Wednesday, February 11th, 2026

SEBON enforces new margin trading directive to boost transparency



KATHMANDU: The Securities Board of Nepal (SEBON) has enforced the ‘Margin Trading Facility Directive’ to make margin trading services provided through stock brokers more systematic and transparent.

Issuing the directive under Section 118 of the Securities Act, 2006, the Board has introduced comprehensive provisions governing margin trading in the secondary market.

According to the directive, only companies meeting specific eligibility criteria will qualify for margin trading. A company must have at least 2.5 million units of publicly listed shares. Its net worth must not be less than its paid-up capital, and it must have earned net profits in at least two of the last three fiscal years. Additionally, the company’s shares must have been listed on the stock exchange for a minimum of two years.

The directive also sets strict requirements for brokers seeking to provide margin trading facilities. A securities broker must have a minimum paid-up capital of Rs 200 million. The broker must be a clearing member and also operate as a depository participant. Furthermore, brokers are required to obtain prior approval from the stock exchange before offering margin trading services.

Under the new framework, investors must deposit at least 30 percent of the market value of shares as an “initial margin” before initiating margin trading. After the transaction, a minimum “maintenance margin” of 20 percent must be maintained.

If the share price falls and the maintenance margin cannot be sustained, the broker will issue a “margin call” to the investor. Should the investor fail to deposit the required amount after receiving the margin call, the broker has the authority to sell the shares purchased under the margin facility to recover dues.

However, investors are allowed to maintain the maintenance margin not only in cash but also by pledging listed ‘A’, ‘B’ and ‘G’ class shares as collateral. Such shares will be valued at 60 percent of their prevailing market price for margin purposes.

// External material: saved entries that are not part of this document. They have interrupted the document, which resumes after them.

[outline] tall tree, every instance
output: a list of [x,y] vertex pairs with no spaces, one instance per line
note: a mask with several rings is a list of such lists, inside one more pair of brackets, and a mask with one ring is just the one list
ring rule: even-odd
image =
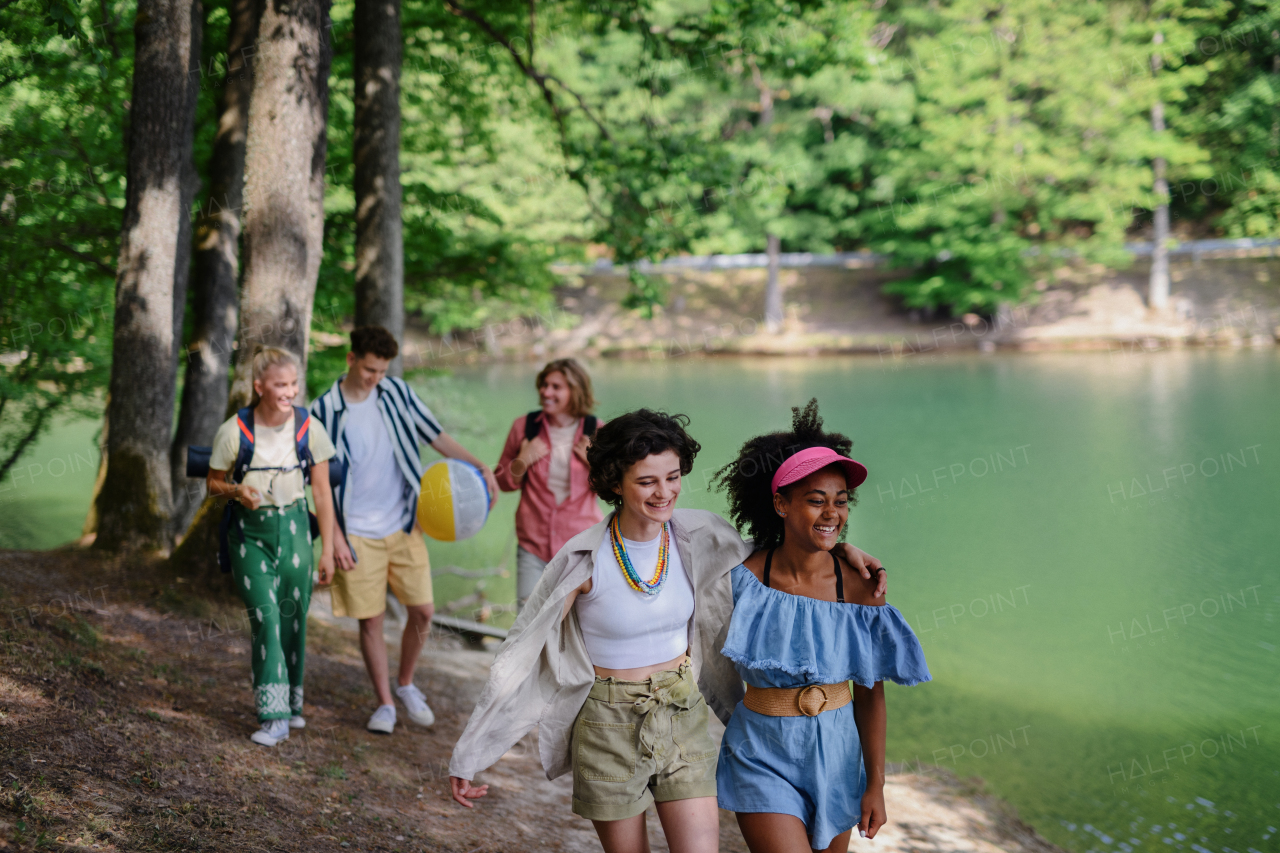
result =
[[[400,0],[355,5],[356,325],[404,339]],[[396,356],[389,372],[400,375]]]
[[[1164,43],[1164,33],[1157,31],[1151,37],[1156,50],[1151,54],[1151,73],[1159,74],[1161,65],[1159,46]],[[1157,100],[1151,105],[1151,132],[1164,133],[1164,104]],[[1164,311],[1169,307],[1169,180],[1165,177],[1167,163],[1156,156],[1151,161],[1152,187],[1155,195],[1154,229],[1151,235],[1151,278],[1147,283],[1147,307],[1152,311]]]
[[268,3],[258,32],[245,140],[245,264],[232,406],[249,400],[256,346],[292,351],[306,375],[324,237],[329,2]]
[[[98,547],[163,547],[172,512],[174,285],[190,215],[191,68],[199,0],[140,0],[134,22],[129,165],[112,339],[107,474]],[[198,44],[198,42],[195,42]]]
[[[19,460],[62,418],[103,412],[133,80],[128,8],[0,9],[0,481],[27,470]],[[22,512],[11,503],[5,526],[18,529]]]
[[[238,358],[228,410],[249,402],[256,347],[290,350],[302,362],[300,378],[306,376],[324,236],[325,124],[333,59],[329,3],[303,0],[260,8],[244,148]],[[302,402],[306,384],[300,384]],[[217,572],[218,515],[218,501],[206,499],[170,559],[205,582]]]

The directive permits brokers to provide margin trading facilities up to five times their net worth. Brokers may use their own resources, loans obtained from banks and financial institutions, or unsecured loans from directors to finance margin trading.

To mitigate concentration risk, the directive stipulates that no single client or related family members may be extended margin facilities exceeding 10 percent of the broker’s total margin limit. The maximum tenure of the facility will be one year, with provisions for renewal.

Investors seeking to engage in margin trading must open a separate margin trading account and a margin trading beneficiary account through their broker.

Brokers are authorized to obtain consent letters from investors to operate these accounts. Such authorization can only be used for selling shares or settlement purposes in cases where the investor fails to meet margin requirements.

To ensure transparency, brokers must submit daily reports of margin trading transactions to the stock exchange, which in turn will publish the details on its website. The directive also mandates annual audits of margin trading activities, with brokers required to submit audit reports to both the Board and the stock exchange.